If you are installing Postgres yourself, then refer to the Administrator's Guide for instructions on installation, and return to this guide when the installation is complete.
Throughout this manual, any examples that begin with the character "%" are commands that should be typed at the Unix shell prompt. Examples that begin with the character "*" are commands in the Postgres query language, Postgres SQL.
This section discusses how to set up your own environment so that you can use frontend applications. We assume Postgres has already been successfully installed and started; refer to the Administrator's Guide and the installation notes for how to install Postgres.

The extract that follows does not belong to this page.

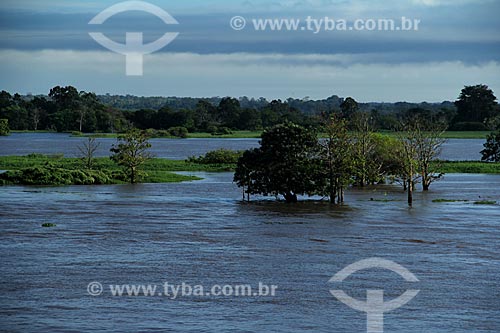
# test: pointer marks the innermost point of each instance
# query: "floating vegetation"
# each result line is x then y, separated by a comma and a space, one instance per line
485, 202
449, 200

Postgres is a client/server application. As a user, you only need access to the client portions of the installation (an example of a client application is the interactive monitor psql). For simplicity, we will assume that Postgres has been installed in the directory /usr/local/pgsql. Therefore, wherever you see the directory /usr/local/pgsql you should substitute the name of the directory where Postgres is actually installed. All Postgres commands are installed in the directory /usr/local/pgsql/bin. Therefore, you should add this directory to your shell command path. If you use a variant of the Berkeley C shell, such as csh or tcsh, you would add
% set path = ( /usr/local/pgsql/bin path )in the .login file in your home directory. If you use a variant of the Bourne shell, such as sh, ksh, or bash, then you would add
% PATH=/usr/local/pgsql/bin:$PATH % export PATHto the .profile file in your home directory. From now on, we will assume that you have added the Postgres bin directory to your path. In addition, we will make frequent reference to "setting a shell variable" or "setting an environment variable" throughout this document. If you did not fully understand the last paragraph on modifying your search path, you should consult the Unix manual pages that describe your shell before going any further.
If your site administrator has not set things up in the default way, you may have some more work to do. For example, if the database server machine is a remote machine, you will need to set the PGHOST environment variable to the name of the database server machine. The environment variable PGPORT may also have to be set. The bottom line is this: if you try to start an application program and it complains that it cannot connect to the postmaster, you should immediately consult your site administrator to make sure that your environment is properly set up.